We look at the housing demand/supply balance two ways:
- The need for more construction. Since the US has been adding more than two new jobs for every home built for the last several years and there are less than 1.2 jobs per household, we will clearly need to start building more homes soon.
- Pressure on home price appreciation. Price appreciation is driven by the imbalance of demand (home buyers) and supply (home sellers). The best demand/supply measure for price appreciation is the months of supply of homes on the market. Over the last 31 years, home prices have appreciated 1% faster than inflation while there was an average of 7 months of supply of resale homes on the market. When supply was much lower, prices rose faster, and vice versa.
Weighing Supply and Demand
When a homeowner sells their home and buys another home in the same market, they don’t impact supply, since they add 1 and subtract 1 from the market. Detailed analysis may show that they are adding and subtracting supply from different price points and types of homes, but we won’t get that detailed in this analysis. What matters to the overall market are the many groups who are:
- Buyers only, who pull down supply
- Sellers only, who drive up supply
We identified six primary buyers-only categories and eight sellers-only categories. Categories 1 through 6 relate to each other, while categories 7 and 8 (banks and builders) are the big outliers that can cause supply to significantly outweigh demand. Since price appreciation historically exceeds inflation, the 6 buyer categories usually total more than the 8 seller categories. The categories that are currently lower than usual are red, and the categories that are currently higher than usual are blue.
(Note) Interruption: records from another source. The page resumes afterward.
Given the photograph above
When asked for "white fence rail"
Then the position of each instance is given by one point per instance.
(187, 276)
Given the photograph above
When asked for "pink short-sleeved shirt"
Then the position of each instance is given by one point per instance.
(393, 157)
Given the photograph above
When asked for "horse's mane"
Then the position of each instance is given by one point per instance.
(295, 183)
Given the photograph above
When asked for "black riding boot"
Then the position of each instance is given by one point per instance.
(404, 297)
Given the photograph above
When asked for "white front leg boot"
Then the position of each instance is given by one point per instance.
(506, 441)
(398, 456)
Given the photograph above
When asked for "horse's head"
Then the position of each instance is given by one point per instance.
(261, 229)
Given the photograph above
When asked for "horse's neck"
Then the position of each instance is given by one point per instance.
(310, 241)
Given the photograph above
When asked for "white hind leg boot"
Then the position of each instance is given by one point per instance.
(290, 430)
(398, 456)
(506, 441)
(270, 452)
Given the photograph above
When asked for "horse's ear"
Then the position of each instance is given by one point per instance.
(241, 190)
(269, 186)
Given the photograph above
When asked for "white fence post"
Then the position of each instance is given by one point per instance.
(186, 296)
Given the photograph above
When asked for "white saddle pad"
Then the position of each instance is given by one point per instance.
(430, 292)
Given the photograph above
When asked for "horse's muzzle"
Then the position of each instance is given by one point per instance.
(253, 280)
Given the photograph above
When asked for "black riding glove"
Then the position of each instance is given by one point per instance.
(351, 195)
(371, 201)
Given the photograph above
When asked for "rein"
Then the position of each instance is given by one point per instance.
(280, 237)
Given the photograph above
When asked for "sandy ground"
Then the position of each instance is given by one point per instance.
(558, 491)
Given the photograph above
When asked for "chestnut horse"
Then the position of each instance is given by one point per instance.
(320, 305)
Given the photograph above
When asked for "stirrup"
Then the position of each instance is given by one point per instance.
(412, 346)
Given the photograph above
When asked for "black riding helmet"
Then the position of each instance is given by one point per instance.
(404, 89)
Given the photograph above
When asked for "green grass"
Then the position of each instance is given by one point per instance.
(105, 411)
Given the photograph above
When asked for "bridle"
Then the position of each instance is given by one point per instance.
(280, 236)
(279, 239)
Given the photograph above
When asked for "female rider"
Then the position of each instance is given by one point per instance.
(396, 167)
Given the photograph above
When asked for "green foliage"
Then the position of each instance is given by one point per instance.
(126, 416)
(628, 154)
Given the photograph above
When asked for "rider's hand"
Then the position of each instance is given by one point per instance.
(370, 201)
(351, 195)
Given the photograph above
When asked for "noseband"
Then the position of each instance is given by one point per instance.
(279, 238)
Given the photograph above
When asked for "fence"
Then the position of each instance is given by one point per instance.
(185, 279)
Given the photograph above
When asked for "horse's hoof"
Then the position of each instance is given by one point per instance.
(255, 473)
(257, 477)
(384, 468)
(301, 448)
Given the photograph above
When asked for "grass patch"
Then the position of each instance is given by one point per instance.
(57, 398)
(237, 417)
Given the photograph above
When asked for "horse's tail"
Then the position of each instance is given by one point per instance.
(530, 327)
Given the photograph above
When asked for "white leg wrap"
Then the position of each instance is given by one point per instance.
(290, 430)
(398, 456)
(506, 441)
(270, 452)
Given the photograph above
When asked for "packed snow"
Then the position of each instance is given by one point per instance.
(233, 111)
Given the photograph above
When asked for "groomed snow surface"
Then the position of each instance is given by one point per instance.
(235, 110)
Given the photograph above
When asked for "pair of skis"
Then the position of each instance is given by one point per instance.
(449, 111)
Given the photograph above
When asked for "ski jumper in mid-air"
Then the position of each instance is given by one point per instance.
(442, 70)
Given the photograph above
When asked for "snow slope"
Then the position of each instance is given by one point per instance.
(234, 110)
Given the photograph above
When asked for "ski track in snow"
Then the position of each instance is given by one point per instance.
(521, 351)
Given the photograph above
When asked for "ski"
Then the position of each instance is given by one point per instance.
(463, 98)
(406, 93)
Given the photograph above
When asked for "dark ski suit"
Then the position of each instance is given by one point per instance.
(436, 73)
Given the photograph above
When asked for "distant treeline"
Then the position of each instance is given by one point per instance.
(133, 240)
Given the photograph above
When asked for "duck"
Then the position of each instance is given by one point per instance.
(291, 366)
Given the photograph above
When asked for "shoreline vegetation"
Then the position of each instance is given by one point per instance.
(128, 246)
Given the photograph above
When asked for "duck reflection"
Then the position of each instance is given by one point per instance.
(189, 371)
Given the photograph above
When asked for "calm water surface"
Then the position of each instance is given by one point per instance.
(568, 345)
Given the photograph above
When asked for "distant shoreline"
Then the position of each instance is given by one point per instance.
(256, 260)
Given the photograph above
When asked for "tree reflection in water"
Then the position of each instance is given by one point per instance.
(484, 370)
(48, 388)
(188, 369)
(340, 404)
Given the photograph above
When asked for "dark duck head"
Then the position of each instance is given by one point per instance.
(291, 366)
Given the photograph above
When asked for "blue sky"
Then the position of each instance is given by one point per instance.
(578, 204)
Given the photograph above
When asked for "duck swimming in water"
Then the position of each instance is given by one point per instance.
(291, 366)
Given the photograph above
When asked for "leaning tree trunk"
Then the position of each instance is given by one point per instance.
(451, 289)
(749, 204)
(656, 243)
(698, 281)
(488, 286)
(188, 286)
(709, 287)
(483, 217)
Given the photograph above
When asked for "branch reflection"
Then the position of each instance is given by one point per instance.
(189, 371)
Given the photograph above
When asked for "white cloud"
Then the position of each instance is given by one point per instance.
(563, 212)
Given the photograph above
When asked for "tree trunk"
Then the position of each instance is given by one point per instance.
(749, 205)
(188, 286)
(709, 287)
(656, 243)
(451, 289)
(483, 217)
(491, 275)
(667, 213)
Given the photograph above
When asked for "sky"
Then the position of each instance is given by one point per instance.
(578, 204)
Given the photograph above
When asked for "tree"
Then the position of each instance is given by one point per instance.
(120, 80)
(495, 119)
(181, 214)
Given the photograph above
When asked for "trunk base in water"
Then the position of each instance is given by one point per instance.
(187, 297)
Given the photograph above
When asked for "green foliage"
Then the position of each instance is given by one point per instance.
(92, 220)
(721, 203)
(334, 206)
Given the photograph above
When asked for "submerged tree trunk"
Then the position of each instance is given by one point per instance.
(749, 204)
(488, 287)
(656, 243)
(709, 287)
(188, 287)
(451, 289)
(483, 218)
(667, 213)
- First-time buyers, most of whom were previously renters
- New migrants and immigrants to an area who choose to buy right away
- Second-home buyers
- Move-up/move-down buyers who choose to buy a home while keeping their prior home as an investment
- Investor buyers, including fix and flip buyers, foreign investors, and private and institutional landlords
- End of lifers; estate sales or moving to retirement homes or in with their kids
- Newlyweds who were both previously homeowners, so they sell one house
- Out-migrants to other areas, often attracted by better job prospects
- Second-home sellers
- Homeowners who choose to convert to renters
- Investor sellers, including fix and flip buyers, foreign investors, and private and institutional landlords
- Banks, as the final stage of a foreclosure or short sale
- Home builders
Let’s look at the imbalances of each category:
- First-time buyers usually greatly outnumber the number of people ending their tenure of homeownership.
- Divorcees often end up owning two homes, while newlyweds usually combine homes.
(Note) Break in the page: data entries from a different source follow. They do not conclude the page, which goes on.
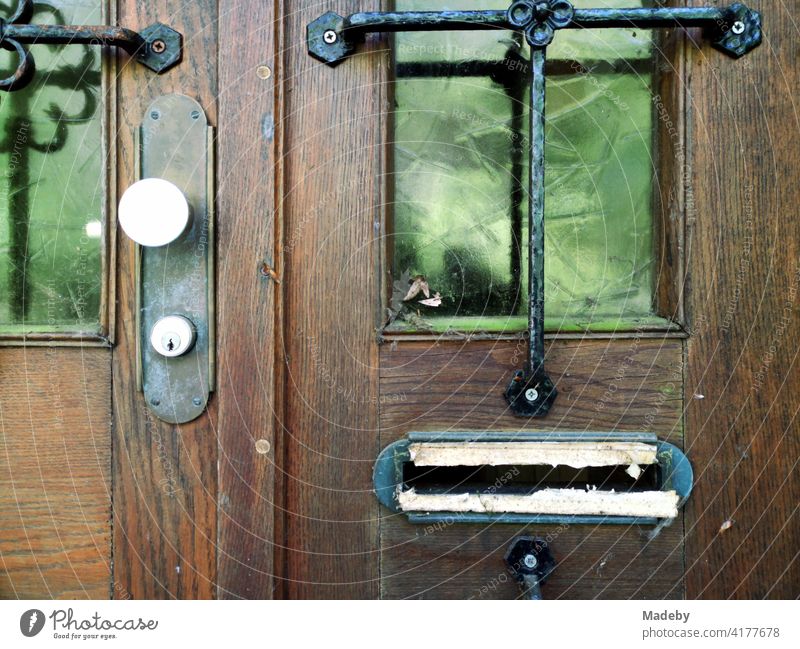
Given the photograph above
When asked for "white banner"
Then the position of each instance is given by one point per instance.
(386, 625)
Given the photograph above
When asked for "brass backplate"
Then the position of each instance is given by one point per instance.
(175, 143)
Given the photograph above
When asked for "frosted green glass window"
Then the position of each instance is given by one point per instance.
(52, 184)
(459, 212)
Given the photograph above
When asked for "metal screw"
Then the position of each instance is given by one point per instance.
(170, 340)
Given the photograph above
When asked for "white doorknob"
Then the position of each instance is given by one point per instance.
(153, 212)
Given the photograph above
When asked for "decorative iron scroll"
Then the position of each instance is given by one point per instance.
(157, 47)
(735, 30)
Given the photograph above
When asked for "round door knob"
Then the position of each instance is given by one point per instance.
(153, 212)
(173, 335)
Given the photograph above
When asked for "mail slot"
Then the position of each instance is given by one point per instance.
(621, 478)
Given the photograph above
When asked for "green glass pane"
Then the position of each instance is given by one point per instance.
(52, 185)
(461, 166)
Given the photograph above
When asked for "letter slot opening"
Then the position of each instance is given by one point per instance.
(534, 477)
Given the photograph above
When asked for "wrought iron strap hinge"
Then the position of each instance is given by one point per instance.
(157, 47)
(735, 30)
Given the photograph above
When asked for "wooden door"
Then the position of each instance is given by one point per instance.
(269, 494)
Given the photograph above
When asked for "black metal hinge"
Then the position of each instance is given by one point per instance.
(735, 30)
(157, 47)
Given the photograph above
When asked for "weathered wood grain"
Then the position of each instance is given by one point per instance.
(744, 241)
(55, 483)
(333, 144)
(604, 385)
(164, 477)
(248, 307)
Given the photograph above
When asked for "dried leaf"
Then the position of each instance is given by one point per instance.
(436, 300)
(419, 284)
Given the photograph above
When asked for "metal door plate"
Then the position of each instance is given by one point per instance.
(175, 143)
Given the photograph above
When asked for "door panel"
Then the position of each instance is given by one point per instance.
(248, 138)
(743, 304)
(331, 205)
(270, 492)
(55, 473)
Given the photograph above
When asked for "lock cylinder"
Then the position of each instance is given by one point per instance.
(173, 336)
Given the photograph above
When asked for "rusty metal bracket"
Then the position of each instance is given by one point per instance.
(734, 30)
(157, 47)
- Immigrants and in-migrants outnumber out-migrants.
- Second-home ownership has been steadily increasing over the years, due both to strong demographics in the 40+ age group and a rise in affluence. During slow economic times, however, sellers outnumber buyers.
- 14 million individually owned rental homes in the country are primarily owned by move-up buyers who chose to keep their original home rather than sell it, as well as investors. Few homeowners voluntarily convert to renters.
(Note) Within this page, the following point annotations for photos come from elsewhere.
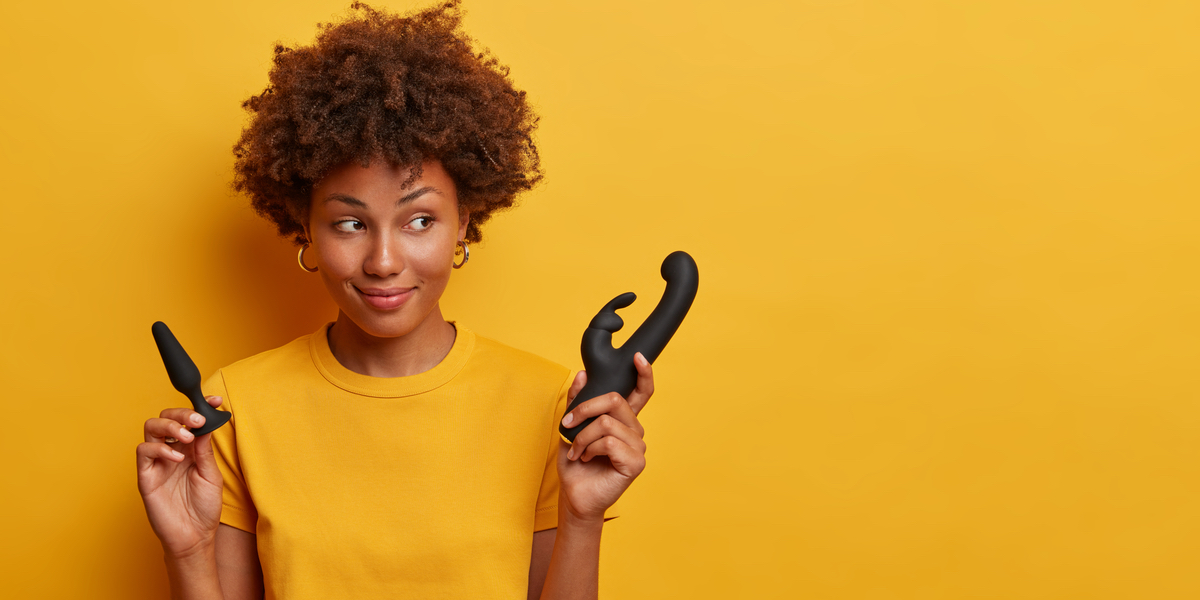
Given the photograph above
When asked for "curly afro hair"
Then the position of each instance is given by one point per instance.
(405, 89)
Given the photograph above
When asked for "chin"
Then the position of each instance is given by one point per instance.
(384, 325)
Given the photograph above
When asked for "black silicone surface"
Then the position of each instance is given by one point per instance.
(186, 378)
(612, 369)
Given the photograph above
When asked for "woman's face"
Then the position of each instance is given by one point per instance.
(385, 251)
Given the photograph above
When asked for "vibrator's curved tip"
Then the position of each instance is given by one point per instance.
(678, 264)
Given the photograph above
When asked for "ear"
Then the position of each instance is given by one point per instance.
(304, 223)
(463, 219)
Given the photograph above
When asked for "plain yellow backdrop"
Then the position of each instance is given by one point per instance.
(946, 341)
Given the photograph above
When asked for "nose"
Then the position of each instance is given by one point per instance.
(385, 256)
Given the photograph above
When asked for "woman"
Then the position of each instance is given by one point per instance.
(390, 454)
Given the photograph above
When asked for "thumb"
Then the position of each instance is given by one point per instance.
(581, 379)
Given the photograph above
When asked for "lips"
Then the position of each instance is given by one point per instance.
(385, 298)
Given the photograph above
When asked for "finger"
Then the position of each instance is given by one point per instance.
(159, 430)
(645, 389)
(184, 417)
(604, 426)
(625, 460)
(150, 451)
(610, 403)
(581, 379)
(204, 459)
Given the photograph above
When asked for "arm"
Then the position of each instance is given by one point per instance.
(181, 486)
(594, 472)
(227, 570)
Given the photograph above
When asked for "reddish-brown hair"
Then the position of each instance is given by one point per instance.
(381, 85)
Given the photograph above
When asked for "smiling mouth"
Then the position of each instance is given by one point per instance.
(385, 299)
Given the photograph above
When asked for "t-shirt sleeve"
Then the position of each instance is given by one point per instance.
(237, 508)
(546, 515)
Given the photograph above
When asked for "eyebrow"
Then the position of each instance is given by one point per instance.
(354, 202)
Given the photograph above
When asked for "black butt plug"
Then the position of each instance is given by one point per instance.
(186, 378)
(612, 369)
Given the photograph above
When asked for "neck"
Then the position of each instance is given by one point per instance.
(409, 354)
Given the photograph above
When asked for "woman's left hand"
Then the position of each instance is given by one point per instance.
(609, 454)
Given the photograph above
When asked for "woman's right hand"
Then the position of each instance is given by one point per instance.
(180, 483)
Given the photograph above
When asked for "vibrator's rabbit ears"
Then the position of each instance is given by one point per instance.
(612, 369)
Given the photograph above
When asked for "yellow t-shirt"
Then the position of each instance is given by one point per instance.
(423, 486)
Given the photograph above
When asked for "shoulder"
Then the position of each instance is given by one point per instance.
(286, 359)
(498, 359)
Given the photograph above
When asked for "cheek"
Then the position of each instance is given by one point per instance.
(339, 259)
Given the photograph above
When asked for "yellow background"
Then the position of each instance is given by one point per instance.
(946, 340)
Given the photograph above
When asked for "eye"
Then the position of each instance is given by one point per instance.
(421, 223)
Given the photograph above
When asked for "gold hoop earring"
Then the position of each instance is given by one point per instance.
(300, 259)
(466, 255)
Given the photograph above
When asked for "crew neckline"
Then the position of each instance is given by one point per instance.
(390, 387)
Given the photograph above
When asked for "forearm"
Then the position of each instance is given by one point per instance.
(195, 576)
(574, 570)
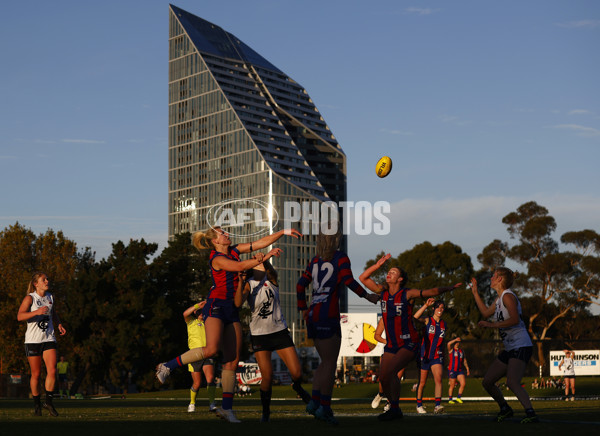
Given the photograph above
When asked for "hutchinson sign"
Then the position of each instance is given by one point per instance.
(587, 362)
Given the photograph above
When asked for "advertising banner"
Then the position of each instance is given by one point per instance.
(587, 362)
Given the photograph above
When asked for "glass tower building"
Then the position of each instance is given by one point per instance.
(242, 132)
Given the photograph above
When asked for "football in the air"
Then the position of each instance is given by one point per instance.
(384, 166)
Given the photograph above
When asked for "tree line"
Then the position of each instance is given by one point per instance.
(123, 313)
- Investors have increased in numbers recently, especially foreign investors and institutional landlords. Surges in investor buying and selling can have a huge impact on the market.
- Banks usually sell about 400K homes per year and have been selling 3 times as many lately.
- Home builders are always sellers only. This is a huge category, with 1 million+ new homes (excluding apartments) built in a usual year. High levels of new home construction can soften home price appreciation dramatically. Home builders act as the great equalizer because they can bring more supply to the market when demand warrants it.
How It Worked Recently
In 2011 through early 2013, prices rose because of:
- the tremendous influx of investor buyers
- a reduction in bank sales
- a significant lack of new home construction
This imbalance tipped the scales back toward more buyers than sellers, and homes began appreciating again. Months of supply (MOS) plunged from 12 to 4.5. When MOS crossed 7 in late 2011, prices shifted from falling to rising.
Last year, rising prices, rising mortgage rates, and reduced confidence all contributed to a reversal in the direction of months of supply, slowing the rate of price appreciation.
To project price appreciation, we weigh all the factors described above to form a conclusion. We try to be scientific with our economic growth, housing supply, affordability, and bank sales estimates, but we also have to make qualitative assessments on factors such as investor activity and mortgage rates.
Right now, we believe more buyers than sellers will result in another year of price appreciation in most markets. However, we see huge differences by market. We are carefully monitoring supply in Texas and affordability in California and projecting very different years in each market and submarket.